One thing that's been bothering me since the news was announced, though: who's going to be buying all these tickets? Dunno. Well, we actually do know where the majority of tickets are heading right now: musicophiles, anglophiles, a smattering of crusty hippies, some struggling "where's the next rave, roooooaaaaaaragh!" victims, and the like. Yet as we all also know, these factions are distinct cults amidst the mainstream hoop and la. I'm sure the huge sponsorship by Satan's favourite, KROQ, will attract a large number of otherwise unimpressed MTV-followers...and so will the likes of headliners BECK, TOOL, and RAGE AGAINST THE MACHINE...but still, that's hoping for a lot of attendance for only two or three (really) mainstream acts. Can a music festival like this -- i.e. one that has legitimately interesting acts -- truly survive and make off with much cash with little hard-core promotion and very few Big Names In American Rawk? We'll see.

More importantly, we will see if it stands for anything. With obvious luck, the festival would be a huge success. Which would be a huge ripple of awakening in the country that a festival with sincerely eclectic acts and modest corporate hunagmandoo can be A Good Thing for music fans and music promoters alike. We could then expect to be in for a slow emergence of yearly (or better) similar festivals springing up around all over the country, to be in for rigidly-structured media outlets to let loose their reigns of play-lists and tired rehashes, for otherwise bored Americans to wake up out of their KID ROCK shells and realize there actually is an entire other world of music out there, for people to understand each other's tastes more, for more open-mindness in music cultures, for peace, love, and understanding to rule over the not-almighty-dollar, and for fluffy bunny rabbits to jump around our front yards with candy canes in their mouths going hippity-hop hippity-hop.

So okay, it might not happen. But there's a slim chance of even a portion of that coming about. And the only thing that'll jump-start the lifeless, tattooed, and pierced body of American Music will be one half-way decent music festival that will please every single person involved (apart from looters and rapists) and turn some heads. It would be nice for one single event that would, let's face it, shake things up.

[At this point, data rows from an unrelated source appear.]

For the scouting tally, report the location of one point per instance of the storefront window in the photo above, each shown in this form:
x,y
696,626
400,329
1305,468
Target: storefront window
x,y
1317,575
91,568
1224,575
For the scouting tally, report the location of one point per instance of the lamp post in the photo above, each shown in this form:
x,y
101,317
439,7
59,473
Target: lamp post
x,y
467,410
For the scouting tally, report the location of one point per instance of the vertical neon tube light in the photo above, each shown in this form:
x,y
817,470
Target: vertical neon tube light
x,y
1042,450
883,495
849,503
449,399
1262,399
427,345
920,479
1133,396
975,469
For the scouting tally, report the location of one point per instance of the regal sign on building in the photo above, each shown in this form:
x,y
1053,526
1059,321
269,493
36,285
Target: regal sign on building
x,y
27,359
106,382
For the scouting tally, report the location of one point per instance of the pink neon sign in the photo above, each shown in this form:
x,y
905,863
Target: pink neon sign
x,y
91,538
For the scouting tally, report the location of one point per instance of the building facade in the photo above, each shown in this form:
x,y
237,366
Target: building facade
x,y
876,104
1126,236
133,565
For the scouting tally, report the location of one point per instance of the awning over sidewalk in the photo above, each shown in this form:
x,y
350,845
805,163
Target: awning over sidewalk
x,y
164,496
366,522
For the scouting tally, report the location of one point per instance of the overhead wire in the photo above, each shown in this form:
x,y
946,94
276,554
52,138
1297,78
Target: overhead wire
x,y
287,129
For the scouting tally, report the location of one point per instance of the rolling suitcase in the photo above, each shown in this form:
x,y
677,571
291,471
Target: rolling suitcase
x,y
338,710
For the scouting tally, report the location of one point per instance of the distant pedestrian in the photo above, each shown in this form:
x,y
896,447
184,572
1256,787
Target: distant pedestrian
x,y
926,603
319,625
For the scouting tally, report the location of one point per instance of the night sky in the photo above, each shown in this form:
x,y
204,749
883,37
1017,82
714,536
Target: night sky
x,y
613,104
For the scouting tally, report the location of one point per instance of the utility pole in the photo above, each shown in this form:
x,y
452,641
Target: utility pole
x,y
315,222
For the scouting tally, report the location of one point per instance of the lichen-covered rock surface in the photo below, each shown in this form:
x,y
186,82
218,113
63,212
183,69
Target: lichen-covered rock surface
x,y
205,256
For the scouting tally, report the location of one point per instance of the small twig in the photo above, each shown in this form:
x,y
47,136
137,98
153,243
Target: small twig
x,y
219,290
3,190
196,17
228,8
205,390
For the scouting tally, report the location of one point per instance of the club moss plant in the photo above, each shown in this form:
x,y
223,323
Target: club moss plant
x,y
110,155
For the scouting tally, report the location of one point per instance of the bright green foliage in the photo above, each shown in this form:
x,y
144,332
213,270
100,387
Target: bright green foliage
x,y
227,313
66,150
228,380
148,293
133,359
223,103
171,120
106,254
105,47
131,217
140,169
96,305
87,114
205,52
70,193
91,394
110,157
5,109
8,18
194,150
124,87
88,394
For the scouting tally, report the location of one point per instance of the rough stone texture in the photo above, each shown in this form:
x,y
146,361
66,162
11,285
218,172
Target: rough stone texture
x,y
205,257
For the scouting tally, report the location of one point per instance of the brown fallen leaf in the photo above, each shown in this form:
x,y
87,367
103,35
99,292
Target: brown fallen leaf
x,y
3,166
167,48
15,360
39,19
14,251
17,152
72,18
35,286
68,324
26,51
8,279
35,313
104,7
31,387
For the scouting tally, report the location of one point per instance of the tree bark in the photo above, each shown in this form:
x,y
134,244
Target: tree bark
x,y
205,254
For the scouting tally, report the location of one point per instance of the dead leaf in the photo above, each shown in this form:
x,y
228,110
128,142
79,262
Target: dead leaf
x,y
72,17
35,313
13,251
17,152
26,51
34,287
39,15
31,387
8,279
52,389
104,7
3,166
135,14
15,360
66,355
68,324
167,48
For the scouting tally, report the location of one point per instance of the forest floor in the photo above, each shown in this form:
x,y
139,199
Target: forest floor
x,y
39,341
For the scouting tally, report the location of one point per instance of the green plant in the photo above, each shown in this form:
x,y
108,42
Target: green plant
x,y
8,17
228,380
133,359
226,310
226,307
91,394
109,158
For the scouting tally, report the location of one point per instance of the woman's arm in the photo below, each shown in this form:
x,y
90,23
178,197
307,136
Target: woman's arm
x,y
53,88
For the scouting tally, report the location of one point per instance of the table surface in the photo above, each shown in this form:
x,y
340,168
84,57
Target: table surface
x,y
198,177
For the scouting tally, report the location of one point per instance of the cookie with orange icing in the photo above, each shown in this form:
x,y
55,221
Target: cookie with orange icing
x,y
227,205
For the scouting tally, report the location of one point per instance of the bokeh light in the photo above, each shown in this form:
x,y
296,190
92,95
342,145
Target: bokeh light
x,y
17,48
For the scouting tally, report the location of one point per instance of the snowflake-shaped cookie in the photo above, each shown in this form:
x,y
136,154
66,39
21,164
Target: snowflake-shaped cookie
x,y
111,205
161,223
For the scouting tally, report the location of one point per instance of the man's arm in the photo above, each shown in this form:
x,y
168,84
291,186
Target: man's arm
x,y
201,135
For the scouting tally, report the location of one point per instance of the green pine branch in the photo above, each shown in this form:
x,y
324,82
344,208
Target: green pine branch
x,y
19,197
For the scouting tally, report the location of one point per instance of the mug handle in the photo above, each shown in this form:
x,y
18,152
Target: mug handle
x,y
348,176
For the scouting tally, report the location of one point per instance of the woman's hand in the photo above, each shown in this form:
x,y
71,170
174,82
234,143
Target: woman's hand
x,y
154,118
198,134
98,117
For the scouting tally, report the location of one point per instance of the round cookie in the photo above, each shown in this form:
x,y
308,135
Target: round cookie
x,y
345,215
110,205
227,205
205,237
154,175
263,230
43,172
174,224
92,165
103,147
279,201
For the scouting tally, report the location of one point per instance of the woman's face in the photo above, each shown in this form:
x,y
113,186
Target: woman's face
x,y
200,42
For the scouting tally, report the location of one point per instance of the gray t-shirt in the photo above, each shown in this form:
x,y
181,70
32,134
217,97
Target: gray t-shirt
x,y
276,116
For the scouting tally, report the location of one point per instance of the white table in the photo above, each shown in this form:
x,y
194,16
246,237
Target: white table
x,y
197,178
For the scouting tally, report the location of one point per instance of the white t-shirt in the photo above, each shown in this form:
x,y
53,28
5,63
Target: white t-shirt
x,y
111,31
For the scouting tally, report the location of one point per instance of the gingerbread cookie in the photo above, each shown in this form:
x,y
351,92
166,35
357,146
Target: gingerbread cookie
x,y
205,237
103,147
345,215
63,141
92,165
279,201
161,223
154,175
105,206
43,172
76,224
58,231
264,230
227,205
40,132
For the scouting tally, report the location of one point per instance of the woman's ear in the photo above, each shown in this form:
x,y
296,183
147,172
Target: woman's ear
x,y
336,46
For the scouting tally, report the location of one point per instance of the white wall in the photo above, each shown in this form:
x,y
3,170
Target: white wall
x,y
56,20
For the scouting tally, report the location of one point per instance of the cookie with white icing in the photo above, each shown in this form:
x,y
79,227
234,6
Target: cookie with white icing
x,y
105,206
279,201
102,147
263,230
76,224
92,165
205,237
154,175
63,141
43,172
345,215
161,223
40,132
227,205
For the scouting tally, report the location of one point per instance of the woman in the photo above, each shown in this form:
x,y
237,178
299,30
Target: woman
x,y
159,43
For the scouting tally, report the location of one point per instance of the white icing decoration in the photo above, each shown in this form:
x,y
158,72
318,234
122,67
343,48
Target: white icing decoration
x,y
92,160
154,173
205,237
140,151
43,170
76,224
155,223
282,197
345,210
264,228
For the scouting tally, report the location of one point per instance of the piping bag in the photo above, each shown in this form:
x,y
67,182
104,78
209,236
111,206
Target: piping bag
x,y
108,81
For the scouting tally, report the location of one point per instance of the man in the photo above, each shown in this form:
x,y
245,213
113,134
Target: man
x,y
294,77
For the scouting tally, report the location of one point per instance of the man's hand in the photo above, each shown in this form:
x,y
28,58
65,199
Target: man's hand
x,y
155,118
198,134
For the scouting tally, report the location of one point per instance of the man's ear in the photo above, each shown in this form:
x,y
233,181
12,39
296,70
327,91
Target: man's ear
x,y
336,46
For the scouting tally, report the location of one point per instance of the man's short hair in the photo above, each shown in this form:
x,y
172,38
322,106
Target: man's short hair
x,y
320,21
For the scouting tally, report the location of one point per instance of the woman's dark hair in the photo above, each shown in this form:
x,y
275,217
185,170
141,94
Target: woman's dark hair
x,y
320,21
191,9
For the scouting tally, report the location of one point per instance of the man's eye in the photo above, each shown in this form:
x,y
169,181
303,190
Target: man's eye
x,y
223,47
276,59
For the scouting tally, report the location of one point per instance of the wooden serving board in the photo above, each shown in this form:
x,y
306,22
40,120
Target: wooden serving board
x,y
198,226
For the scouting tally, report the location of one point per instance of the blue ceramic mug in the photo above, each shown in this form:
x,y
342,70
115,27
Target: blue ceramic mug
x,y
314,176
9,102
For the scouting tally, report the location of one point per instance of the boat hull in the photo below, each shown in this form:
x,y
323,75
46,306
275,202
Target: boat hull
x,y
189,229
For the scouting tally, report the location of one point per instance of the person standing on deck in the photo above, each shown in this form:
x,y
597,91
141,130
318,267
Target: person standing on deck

But the gut -- the gut -- tells me that it's still all going to fall on its face. Kinda like what our founding fathers did after landing at Plymouth Rock: good intentions, bad execution. This same gut, though, is probably just a jaded digestive organ after so many years of choking down excruciatingly bad American music efforts -- "festivals" especially. Lollapalooza, Horde, BFD, Ozzfest, blah de monotonous blah were clear signs that Americans didn't have the slightest clue what a music festival could really be like. And then when sporadically decent shows would pop up -- Organic (with its big names in dance), Womad (which had touted the likes of REM and MIDNIGHT OIL on the same stage) -- nobody bought the damn tickets. So they cancelled recent attempts. So America screwed up once again. So another failed attempt might be upon us. Oh joy to the world.

Pre-emptive whining? Probably. Let's hope not, though. We are so close to starting a whole new period of decent music in this country that it's fascinating. It would be comforting to know that not everything in this country is actually getting worse (this country still has a show called "The Real World" that holds auditions). It would, it would. And while this CoaCokeKualaRotary festival still might not be the best-sounding festival to ever organize itself -- and it's certainly no Glastonbury -- it's a start. It took a few brave souls in this world to muck with the cold convention of things. It took every frustrated woman to voice their rights for the very first time, it took every oppressed black man to proudly drink in the "other" person's fountain, it took every confused teenager to finally tell his mean-spirited school he's gay, and it will take a music festival unlike any other in this country to truly show its citizens that music is more than SEMISONIC butchering SPLIT ENZ's "I Got You" on national television.

Whew. So, do you think they can do it? Do you think they can pull it off? Probably not. Most likely not. But at least someone out there is trying.